Fr. T: Yes, although the passions…
CB: When a person takes that step into the Church, it signifies a complete restoration: battling their passions, understanding them, freeing themselves, and the shaping of man according to the original design. Why do I say that I am optimistic here? Because people who live by sound moral and civic principles—those universally recognized across all nations—hold great positive potential. They instinctively seek a deeper good, including spiritually. Glory to God, I don’t know why, but we have this incredible chance to be born into this wonderful nation—the Romanian people, an Orthodox people. We didn’t start from minus ten; we began from plus ten. We know these things. When we’re baptized, we receive a kind of visa-free passport. It serves as both a passport and a record of our behavior. The final visa will come from God once we leave this world.
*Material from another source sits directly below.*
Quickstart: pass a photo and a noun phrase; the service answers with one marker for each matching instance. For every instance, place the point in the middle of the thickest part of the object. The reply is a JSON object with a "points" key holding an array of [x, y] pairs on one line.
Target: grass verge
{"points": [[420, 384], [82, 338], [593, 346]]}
But referring strictly to these friends of ours in the Romanian society who live rightly and seek goodness, and I think we could at least offer them for study this project that God has left for everyone’s study. Now, our only advantage is that we’ve read the instructions, know how to use them, and have some experience in our relationship with God. It’s our duty to bring it to their attention, providing information and engaging in dialogue, just as you do so beautifully and helpfully, to help them take the next step. That next step is simply a choice. What can we do? We multiply God’s message, nothing more.
Fr. T: Yes, and we can offer examples. May the good Lord help us!
CB: Lord, help us!
Fr. T: Through the prayers of our Holy Fathers, Lord Jesus Christ, Son of God, have mercy on us! Amen.